As noted by Newsweek in September 2016, “Despite the impressive amount of marketing dollars the company pumped into World Recycle Week to promote the idea of recycling clothes—including the funding of a music video by M.I.A.—what H&M is doing is nothing special. Its salvaged clothing goes through almost the exact same process as garments donated to, say, Goodwill, or really anywhere else.”
Lucy Siegle, a journalist at The Guardian and a dedicated fashion sustainability advocate, has stated that it would take H&M up to 12 years to use 1,000 tons of the recycled clothing it collects. (Since 2013, the company says it has collected more than 25,000 tons of recycled garments).
In case that is not telling enough, Newsweek – which asserts that the old-fashioned kind of recycling, donating and reselling of secondhand clothes “is basically a myth” – further notes, “Many secondhand stores will reject items from fast-fashion chains like Forever 21, H&M, Zara and Topshop. The inexpensive clothing is poor quality, with low resale value, and there’s just too much of it.”
And even when secondhand stores accept clothing donations, that does not mean your used garments are being sold or given to those in need. Instead, as Fashionista noted last year, “only a small portion — about 20 percent — of Americans’ used clothing, including those sent to consignment shops, are being sold at secondhand retail outlets and thrift stores in the U.S.” The rest is “shipped to developing areas like sub-Saharan Africa, South America and China where clothes are bought in 1,000-pound bales, sorted and then resold to the local populace, sometimes wreaking havoc on local industries by taking jobs away from local textile workers.”
Still yet, “another 45 percent is recycled through one of the U.S.’s 3,000-odd textile recycling facilities,” and the rest ends up in landfills. The best case scenario here – one would think – is the discarding of natural fibers, such as cotton, linen and silk (as distinct from completely synthetic, petroleum-based fabrics). But even that is ugly; “Natural fibers go through a lot of unnatural processes on their way to becoming clothing,” Jason Kibbey, CEO of the Sustainable Apparel Coalition, told Newsweek.
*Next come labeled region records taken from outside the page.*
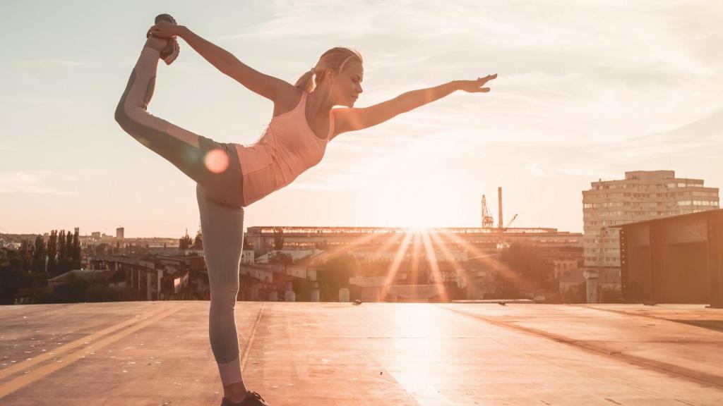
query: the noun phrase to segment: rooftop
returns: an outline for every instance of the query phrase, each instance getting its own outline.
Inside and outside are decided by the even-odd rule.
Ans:
[[[208,302],[0,306],[0,402],[218,405]],[[723,310],[239,302],[272,406],[714,405]]]

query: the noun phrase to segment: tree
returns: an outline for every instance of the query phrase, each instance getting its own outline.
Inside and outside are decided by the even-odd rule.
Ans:
[[[521,277],[524,285],[518,288],[551,288],[553,268],[541,255],[539,247],[515,243],[502,252],[501,262]]]
[[[95,247],[93,249],[93,251],[97,256],[101,256],[103,255],[107,255],[110,248],[111,246],[108,246],[107,243],[100,243],[97,246],[95,246]]]
[[[74,269],[80,269],[80,236],[79,232],[76,231],[73,233],[72,255],[71,255]]]
[[[201,229],[196,232],[196,238],[193,241],[193,248],[195,249],[203,249],[203,236],[201,235]]]
[[[277,251],[283,249],[283,229],[281,227],[273,229],[273,249]]]
[[[43,237],[35,237],[35,249],[33,250],[33,272],[41,273],[46,271],[46,256],[48,255],[45,241]]]
[[[188,229],[187,228],[186,235],[179,238],[179,249],[188,249],[192,243],[193,243],[193,241],[191,240],[190,236],[188,235]]]
[[[68,230],[65,233],[66,272],[73,269],[73,235]]]
[[[48,273],[51,276],[59,275],[58,272],[58,230],[53,230],[50,232],[50,237],[48,238]]]
[[[22,240],[20,242],[20,268],[24,272],[33,270],[33,261],[35,259],[35,246],[30,240]]]
[[[22,262],[17,252],[0,249],[0,304],[12,304],[20,288]]]
[[[68,272],[68,247],[65,245],[65,230],[58,234],[58,274]]]
[[[319,281],[322,282],[322,293],[325,300],[336,301],[339,289],[348,288],[349,278],[356,275],[356,259],[351,255],[334,256],[325,262],[320,269]]]

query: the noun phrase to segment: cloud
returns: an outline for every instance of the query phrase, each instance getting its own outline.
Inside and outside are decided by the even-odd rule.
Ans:
[[[0,194],[75,194],[59,189],[59,181],[72,181],[75,178],[46,170],[0,172]]]

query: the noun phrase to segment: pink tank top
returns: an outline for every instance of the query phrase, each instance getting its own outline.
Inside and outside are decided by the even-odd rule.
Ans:
[[[324,157],[334,131],[334,115],[329,112],[326,138],[317,137],[307,121],[307,95],[304,92],[294,110],[272,118],[255,143],[236,145],[244,177],[244,206],[291,183]]]

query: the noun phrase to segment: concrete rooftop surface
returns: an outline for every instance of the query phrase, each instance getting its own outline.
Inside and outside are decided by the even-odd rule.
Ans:
[[[218,405],[204,301],[0,306],[0,405]],[[281,405],[723,405],[723,310],[239,302]]]

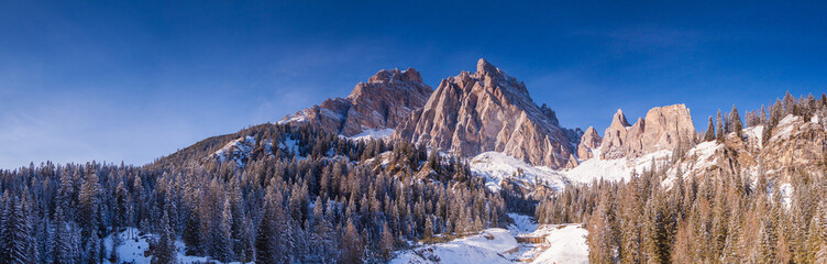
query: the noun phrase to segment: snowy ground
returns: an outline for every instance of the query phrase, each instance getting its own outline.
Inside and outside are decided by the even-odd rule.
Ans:
[[[487,229],[451,242],[398,252],[390,263],[588,263],[586,230],[580,224],[538,226],[532,218],[509,213],[515,224]],[[543,238],[543,243],[518,243],[517,237]]]
[[[571,169],[555,170],[544,166],[532,166],[526,162],[499,152],[485,152],[468,162],[471,170],[486,179],[486,186],[498,191],[503,180],[512,180],[522,187],[533,187],[545,183],[548,187],[561,190],[570,184],[591,184],[595,179],[617,182],[629,179],[632,170],[648,169],[652,160],[662,163],[671,151],[659,151],[638,158],[600,160],[591,158]]]
[[[148,235],[139,235],[139,232],[134,228],[129,228],[125,231],[121,232],[121,245],[115,249],[118,252],[118,263],[150,263],[152,261],[152,255],[144,255],[144,252],[150,249],[150,243],[147,242]],[[106,241],[107,246],[107,255],[103,262],[109,262],[110,253],[112,252],[112,235],[107,237]],[[207,262],[211,261],[209,257],[205,256],[187,256],[184,255],[184,242],[183,241],[176,241],[175,242],[176,248],[178,249],[178,256],[177,261],[178,263],[194,263],[194,262]],[[218,261],[214,261],[216,263],[220,263]],[[239,262],[231,262],[234,264],[240,264]]]
[[[470,166],[472,172],[485,177],[486,186],[493,191],[498,191],[499,184],[509,178],[516,179],[515,182],[522,187],[533,187],[538,185],[538,182],[544,182],[549,187],[561,190],[569,185],[563,175],[551,168],[531,166],[499,152],[479,154],[471,160]]]
[[[381,129],[381,130],[374,130],[368,129],[363,131],[362,133],[359,133],[357,135],[350,136],[351,140],[355,141],[368,141],[371,139],[373,140],[384,140],[389,138],[394,134],[394,129]]]

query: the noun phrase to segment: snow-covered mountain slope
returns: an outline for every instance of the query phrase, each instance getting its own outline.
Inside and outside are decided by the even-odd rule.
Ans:
[[[297,154],[297,157],[302,157],[298,155],[298,152],[296,150],[296,147],[298,146],[298,140],[295,140],[293,136],[288,136],[282,142],[276,143],[277,144],[274,145],[271,141],[267,140],[258,144],[255,136],[242,136],[224,144],[224,146],[222,146],[220,150],[210,154],[208,158],[214,158],[221,163],[234,162],[238,167],[244,167],[247,161],[250,161],[250,158],[255,155],[257,146],[261,146],[261,152],[258,153],[263,155],[273,155],[273,152],[275,151],[273,147],[277,147],[283,153],[295,153]]]
[[[394,134],[394,129],[368,129],[353,136],[345,136],[355,141],[384,140]],[[344,136],[344,135],[342,135]]]
[[[390,263],[588,263],[587,231],[580,224],[538,226],[527,216],[509,213],[509,217],[515,224],[508,230],[486,229],[450,242],[399,251]],[[529,242],[525,238],[543,242]]]
[[[503,254],[517,248],[505,229],[486,229],[479,234],[399,252],[392,264],[413,263],[511,263]]]
[[[534,103],[526,84],[481,58],[475,73],[443,79],[393,138],[463,157],[496,151],[562,168],[582,134],[562,128],[548,106]]]
[[[670,151],[659,151],[637,158],[600,160],[589,158],[580,166],[569,169],[551,169],[532,166],[500,152],[485,152],[468,161],[471,170],[483,176],[490,190],[497,191],[504,182],[510,182],[531,193],[538,186],[562,190],[571,184],[591,184],[595,179],[629,179],[632,172],[649,169],[652,161],[665,163]]]
[[[152,255],[146,255],[144,252],[150,250],[150,240],[153,235],[151,234],[139,234],[140,232],[135,228],[128,228],[123,232],[118,233],[119,239],[121,241],[121,244],[118,245],[118,248],[114,249],[114,251],[118,253],[118,262],[117,263],[151,263],[152,262]],[[115,234],[110,234],[103,240],[103,245],[106,248],[107,256],[103,260],[103,263],[112,263],[110,262],[109,257],[111,256],[112,252],[112,242]],[[177,250],[176,255],[176,262],[180,264],[190,264],[190,263],[209,263],[209,262],[216,262],[218,261],[212,260],[207,256],[189,256],[185,254],[186,248],[184,246],[184,241],[176,241],[175,246]],[[229,264],[240,264],[239,262],[230,262]]]
[[[346,98],[327,99],[287,116],[278,123],[309,123],[345,136],[356,136],[368,130],[394,129],[411,111],[421,108],[432,91],[413,68],[383,69],[367,82],[359,82]]]
[[[532,263],[588,263],[588,231],[580,224],[547,226],[545,241],[549,249],[537,256]]]
[[[504,180],[510,180],[523,188],[534,188],[545,185],[561,190],[569,185],[569,180],[556,170],[545,166],[531,166],[515,157],[500,152],[485,152],[468,162],[471,170],[485,177],[486,186],[490,190],[499,190]]]

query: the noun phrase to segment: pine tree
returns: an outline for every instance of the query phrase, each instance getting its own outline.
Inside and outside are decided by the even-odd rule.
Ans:
[[[97,240],[98,234],[98,196],[100,194],[100,184],[98,184],[98,174],[90,173],[86,176],[84,185],[78,194],[79,204],[79,224],[84,244],[91,240]]]
[[[342,263],[362,263],[362,238],[350,219],[342,234]]]
[[[715,140],[715,124],[713,123],[713,117],[709,116],[709,127],[706,128],[706,133],[704,133],[704,141],[714,141]]]
[[[216,251],[216,260],[228,263],[233,260],[233,243],[232,243],[232,234],[231,234],[231,226],[232,226],[232,213],[231,213],[231,207],[230,207],[230,200],[224,200],[224,210],[221,215],[221,222],[219,223],[219,229],[216,230],[218,232],[218,239],[217,241],[217,251]]]
[[[201,235],[201,217],[198,210],[192,208],[189,211],[187,221],[181,233],[186,255],[200,255],[203,252],[203,237]]]
[[[264,216],[258,223],[258,232],[255,237],[255,263],[276,263],[280,252],[276,243],[275,210],[271,201],[264,204]]]
[[[158,227],[161,235],[153,249],[152,264],[174,264],[176,258],[175,234],[169,228],[169,215],[164,211]]]
[[[433,238],[433,222],[431,221],[431,218],[426,218],[424,220],[424,234],[422,235],[422,239],[424,241],[430,241]]]
[[[55,209],[55,224],[54,224],[54,254],[55,264],[70,264],[76,263],[77,249],[79,241],[75,241],[74,232],[71,231],[71,224],[66,222],[64,217],[64,210],[58,205]]]
[[[7,199],[0,218],[0,256],[3,263],[29,263],[32,244],[31,227],[26,223],[23,206],[16,198]]]
[[[379,239],[381,256],[385,261],[390,261],[394,256],[394,235],[390,234],[390,228],[387,222],[382,223],[382,238]]]

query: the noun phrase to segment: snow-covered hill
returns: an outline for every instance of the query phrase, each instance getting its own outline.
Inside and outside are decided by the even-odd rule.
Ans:
[[[504,182],[511,182],[520,187],[533,189],[539,185],[562,190],[571,184],[589,184],[595,179],[629,179],[632,170],[649,169],[652,161],[663,163],[670,157],[670,151],[659,151],[637,158],[600,160],[591,158],[580,166],[569,169],[551,169],[545,166],[532,166],[526,162],[499,152],[485,152],[468,161],[471,170],[486,179],[493,191],[498,191]]]
[[[486,229],[450,242],[400,251],[390,263],[588,263],[587,231],[580,224],[538,226],[527,216],[509,217],[515,224],[508,230]],[[521,243],[518,238],[539,238],[543,242]]]

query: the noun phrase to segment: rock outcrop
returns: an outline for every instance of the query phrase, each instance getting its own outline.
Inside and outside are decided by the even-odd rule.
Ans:
[[[366,130],[393,129],[411,111],[421,108],[432,91],[413,68],[383,69],[367,82],[359,82],[346,98],[324,100],[279,122],[311,123],[345,136]]]
[[[443,79],[393,138],[461,156],[495,151],[562,168],[575,152],[580,133],[560,128],[554,112],[538,107],[522,81],[479,59],[475,73]]]
[[[597,130],[595,130],[594,127],[588,127],[586,132],[583,133],[583,136],[580,139],[580,144],[577,145],[577,157],[580,157],[581,161],[594,157],[594,152],[599,150],[602,142],[603,139],[597,134]]]
[[[652,108],[646,119],[638,118],[633,125],[629,125],[626,116],[618,109],[606,129],[600,158],[639,157],[661,150],[673,150],[696,135],[690,109],[684,105]]]

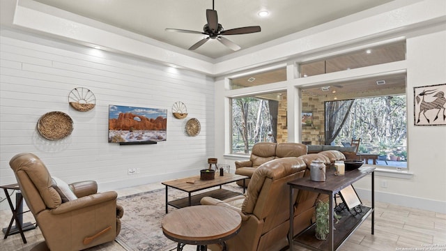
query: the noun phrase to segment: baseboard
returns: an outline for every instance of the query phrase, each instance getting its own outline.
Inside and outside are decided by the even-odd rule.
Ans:
[[[369,190],[355,188],[360,198],[371,199]],[[389,203],[394,205],[406,206],[412,208],[426,210],[441,213],[446,213],[446,201],[415,197],[411,196],[391,194],[375,191],[375,201]]]

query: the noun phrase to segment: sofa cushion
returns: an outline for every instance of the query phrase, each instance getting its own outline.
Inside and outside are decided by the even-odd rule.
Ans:
[[[276,158],[299,157],[307,154],[307,146],[299,143],[280,143],[276,146]]]
[[[307,151],[308,152],[320,152],[322,151],[323,145],[307,145]]]
[[[297,157],[275,159],[259,167],[251,177],[249,185],[245,193],[246,199],[242,206],[243,213],[253,213],[261,190],[264,189],[266,179],[270,181],[286,177],[307,167],[304,161]]]
[[[251,156],[263,158],[273,157],[276,155],[276,143],[259,142],[252,146]]]
[[[351,147],[344,147],[344,146],[328,146],[328,145],[323,145],[322,147],[323,151],[327,151],[327,150],[337,150],[339,151],[355,151],[356,150],[356,147],[355,146],[351,146]]]
[[[62,203],[70,201],[77,199],[75,193],[71,190],[68,184],[59,178],[52,177],[52,186],[57,191],[61,196]]]

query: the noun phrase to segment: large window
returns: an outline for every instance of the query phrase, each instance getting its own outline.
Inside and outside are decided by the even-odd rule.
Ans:
[[[249,153],[260,142],[286,142],[286,105],[283,92],[232,98],[232,153]]]
[[[379,165],[407,167],[406,102],[405,95],[325,102],[325,144],[342,146],[361,139],[358,153],[378,155]],[[340,107],[345,115],[333,116],[341,109],[333,112],[330,107]],[[327,126],[330,122],[338,128]]]

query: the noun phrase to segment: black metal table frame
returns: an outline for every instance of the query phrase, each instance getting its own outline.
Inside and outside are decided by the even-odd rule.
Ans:
[[[245,190],[246,190],[246,188],[245,188],[245,181],[246,181],[246,178],[243,178],[243,194],[245,193]],[[233,183],[233,182],[235,182],[235,181],[226,182],[226,183],[222,183],[222,184],[220,184],[220,185],[215,185],[215,186],[208,187],[208,188],[203,188],[203,189],[199,189],[199,190],[194,190],[194,191],[186,191],[186,190],[183,190],[183,189],[180,189],[180,188],[178,188],[173,187],[173,186],[171,186],[171,185],[164,185],[166,186],[166,213],[169,213],[169,208],[168,208],[168,206],[169,206],[169,205],[170,205],[170,206],[174,206],[174,205],[170,204],[169,203],[169,192],[168,192],[168,191],[169,191],[169,187],[171,187],[171,188],[174,188],[174,189],[176,189],[176,190],[179,190],[183,191],[183,192],[187,192],[187,194],[188,194],[188,199],[189,199],[189,206],[192,206],[192,192],[199,192],[199,191],[201,191],[201,190],[206,190],[206,189],[209,189],[209,188],[215,188],[215,187],[217,187],[217,186],[220,186],[220,189],[222,189],[222,185],[226,185],[226,184],[229,184],[229,183]]]
[[[29,212],[29,210],[24,212],[21,211],[23,206],[23,197],[22,196],[22,194],[20,192],[20,189],[19,188],[19,185],[18,184],[11,184],[11,185],[1,185],[0,186],[0,188],[3,188],[3,192],[5,192],[5,195],[6,196],[6,199],[8,199],[8,204],[9,204],[9,207],[10,208],[11,212],[13,213],[13,217],[11,218],[11,220],[9,222],[9,225],[6,229],[6,231],[5,232],[5,236],[3,237],[3,239],[6,239],[6,238],[8,238],[8,236],[13,234],[11,234],[11,228],[13,227],[13,223],[14,223],[14,222],[15,221],[15,227],[18,230],[18,233],[20,234],[23,243],[26,244],[26,238],[25,238],[25,236],[23,233],[24,231],[33,229],[36,228],[36,226],[34,226],[33,224],[28,224],[24,226],[22,225],[22,220],[21,220],[19,218],[19,215]],[[16,201],[15,208],[14,208],[14,205],[13,204],[10,195],[8,192],[8,190],[19,190],[19,192],[17,192],[17,196],[16,197],[17,201]]]
[[[371,234],[374,234],[374,221],[375,221],[375,176],[374,176],[374,170],[375,168],[373,168],[371,172],[369,173],[371,176]],[[323,194],[326,194],[328,195],[328,196],[330,197],[329,198],[329,208],[331,208],[332,210],[330,210],[329,212],[329,233],[328,233],[328,238],[327,239],[327,241],[329,242],[329,245],[330,245],[330,251],[333,251],[333,250],[337,250],[337,248],[335,248],[334,247],[334,233],[333,233],[333,221],[334,221],[334,208],[333,207],[333,198],[334,197],[334,195],[336,194],[337,194],[338,192],[339,192],[339,191],[341,190],[342,190],[343,188],[345,188],[346,187],[353,184],[354,182],[358,181],[360,178],[362,178],[364,176],[365,176],[367,174],[364,174],[364,175],[361,175],[360,177],[357,177],[356,178],[353,179],[351,182],[348,182],[346,183],[343,186],[339,187],[339,189],[336,189],[335,190],[332,190],[332,191],[327,191],[327,190],[316,190],[314,189],[314,188],[311,188],[311,187],[305,187],[305,186],[299,186],[298,188],[297,185],[291,184],[290,183],[289,183],[289,185],[290,186],[290,197],[289,197],[289,212],[290,212],[290,227],[289,227],[289,235],[288,235],[288,238],[289,238],[289,250],[293,250],[293,239],[294,239],[294,228],[293,228],[293,215],[294,215],[294,205],[293,204],[292,201],[293,201],[293,198],[294,197],[294,190],[295,189],[300,189],[300,190],[307,190],[307,191],[312,191],[312,192],[318,192],[321,193],[323,193]],[[291,181],[291,183],[292,183],[293,181]],[[316,181],[315,181],[316,182]],[[367,218],[367,216],[365,217]],[[359,227],[359,226],[358,226]],[[354,231],[354,229],[353,229]],[[344,243],[344,241],[345,241],[345,240],[346,240],[346,238],[348,237],[349,236],[347,236],[345,237],[345,238],[344,239],[344,241],[341,243],[341,244],[337,247],[339,248],[342,243]],[[319,250],[318,248],[314,248],[314,247],[311,247],[311,246],[307,246],[307,245],[303,245],[305,248],[311,249],[311,250]]]

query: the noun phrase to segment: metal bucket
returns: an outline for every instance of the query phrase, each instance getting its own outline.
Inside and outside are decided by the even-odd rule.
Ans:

“They’ve been bleached, dyed, printed on, scoured in chemical baths.” Those chemicals can leach from the textiles and—in improperly sealed landfills—into groundwater.” Meanwhile, truly synthetic fibers (think: polyester, nylon and acrylic) take hundreds of years, if not a thousand, to biodegrade.
As such, the longstanding notion of “Buy Less. Buy Better.” still stands and is arguably more important than ever given the near-exponential rise in the amount of garments that are thrown away each year. Fast fashion retailers will continue to churn out tons of garments (literally and figuratively); the power of the individual actor in creating a wardrobe of clothing that is lasting and not disposable cannot be understated.
A movement away from buying cheap, low quality, trend-specific garments, wearing them for a short time, and discarding them and then starting the cycle all over again – without any remorse – will be born from a collective shift that requires individuals to begin to think about how we value clothing (and in connection therewith, the environment, as well as the wellbeing of the individuals making such items). Given the low success rates of these glorified recycling programs, an emphasis on buying garments we want to keep might prove a more useful tactic that we can all begin to (or continue to) engage in now.